II. "I am known of Mine." That second is the answering image of the first, as it is cast from Christ upon the heart of man. As there is a general knowledge of all the sheep, so there is a general knowledge of Christ. You all have it. As there is in Him not only the general knowledge, but also the particular knowledge, so there must be in you, not that general knowledge only, but the personal, unworked, unwrought knowledge of Him, if you take to yourself the comfort of being amongst those He loves. And observe how that branches forth. As love is the very characteristic of His knowledge of His own, so love bred of His love is the very characteristic of this personal knowledge of Him love, that master passion, that to which alone the will of man bows, as the iron casts itself into the liquid stream under the breath of the furnace that which alone can make the hard heart of fallen humanity break into the stream of obedience; personal love to Him, the return of His personal love to you, bred of it. "We love Him because He first loved us." "He loved me, and gave Himself for me." There must be this ring concentric within ring, the general knowledge running out into the particular personal knowledge, and that personal knowledge the knowledge of love.

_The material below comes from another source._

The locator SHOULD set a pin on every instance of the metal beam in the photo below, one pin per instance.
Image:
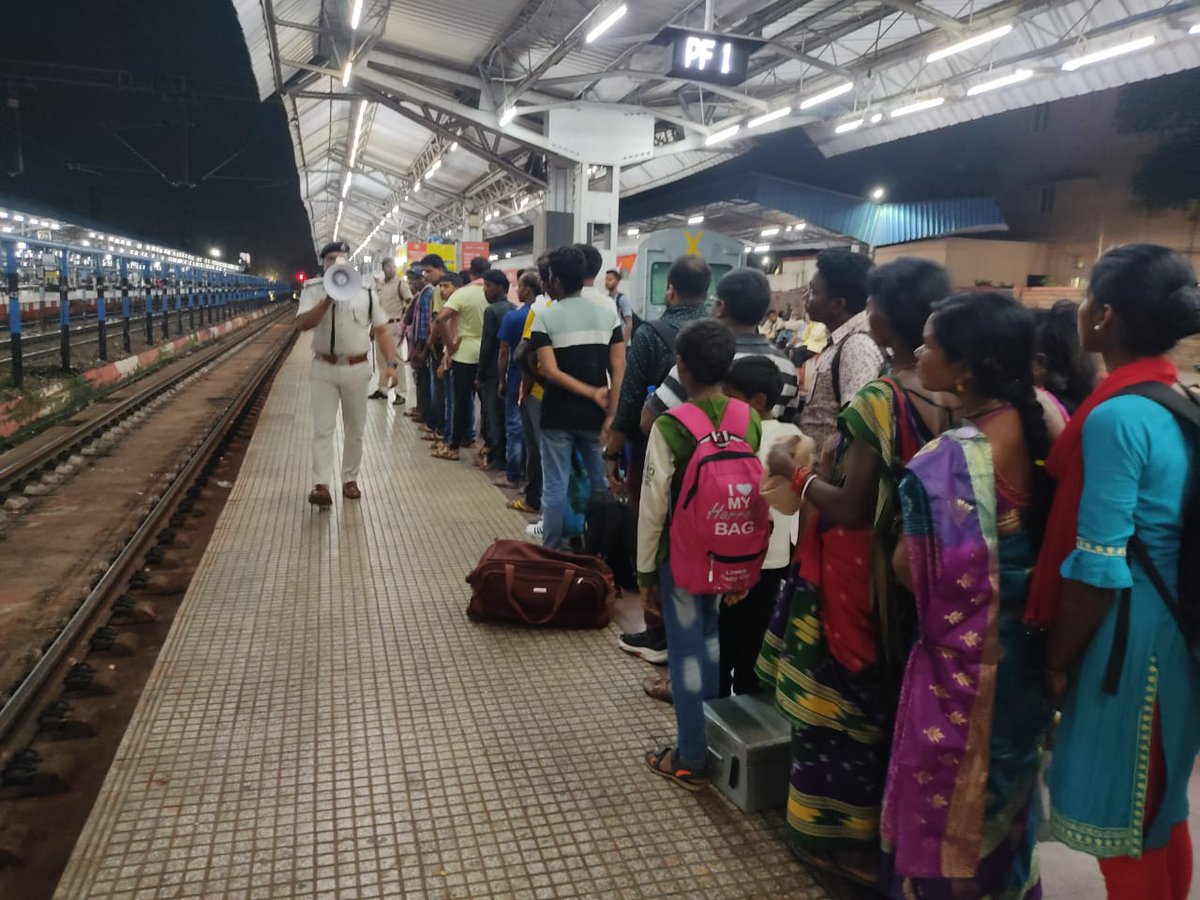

J. Mackarness, Penny Pulpit,No. 362.
Consider
I. Christ's knowledge of us the Shepherd's knowledge of His sheep. That this knowledge, which passes reciprocally between Christ and believers, is something exceedingly wonderful indeed is evident from the affinity of the line of thought. For these two acts of knowledge are only two links of a chain, which only runs on to other two. And see what these two are. "I am the good Shepherd, and know My sheep, and am known of Mine. As the Father knoweth Me, even so know I the Father: and I lay down My life for the sheep." There is plainly a balance, there is clearly an argument running up. The knowledge which the Son has of the Father, and which the Father has of the Son, is, and it must be, infinite, beyond conception; because it is the knowledge of a Divine mind. It is the knowledge of an eternity of existence; it is the knowledge of perfect love; it is the knowledge of actual oneness of being; and yet, in a breath with that, Christ says, "I know My sheep, and am known of Mine. As the Father knoweth Me, even so know I the Father." If Christ knows His sheep, it follows (1) that He knows who are His sheep. Leave it to Him to exercise His own prerogative. His knowledge is both collective and individual. Each of us stands out, this day, as much the object of Christ's mind, as known and as loved, as if He had nothing else in the whole universe to care about except His flock, and as if in that flock He had no sheep but you.
II. Observe one or two of the consequences which result from this minute individualising knowledge. Remember, Christ knows, not of, but you, and therefore Christ is always looking upon you in a completeness, i.e.with reference to your circumstances; and He will take every little circumstance into consideration. He knows what none else can know: He knows each one's future, and He is always working up to that future; and that future stretches on beyond this world. It is not only that you are being prepared and trained at every step for some path that you are to tread in this life; but you are being prepared for the exact place you are to occupy, and for the exact service you are to render in heaven.
J. Vaughan, Fifty Sermons,4th series, p. 167.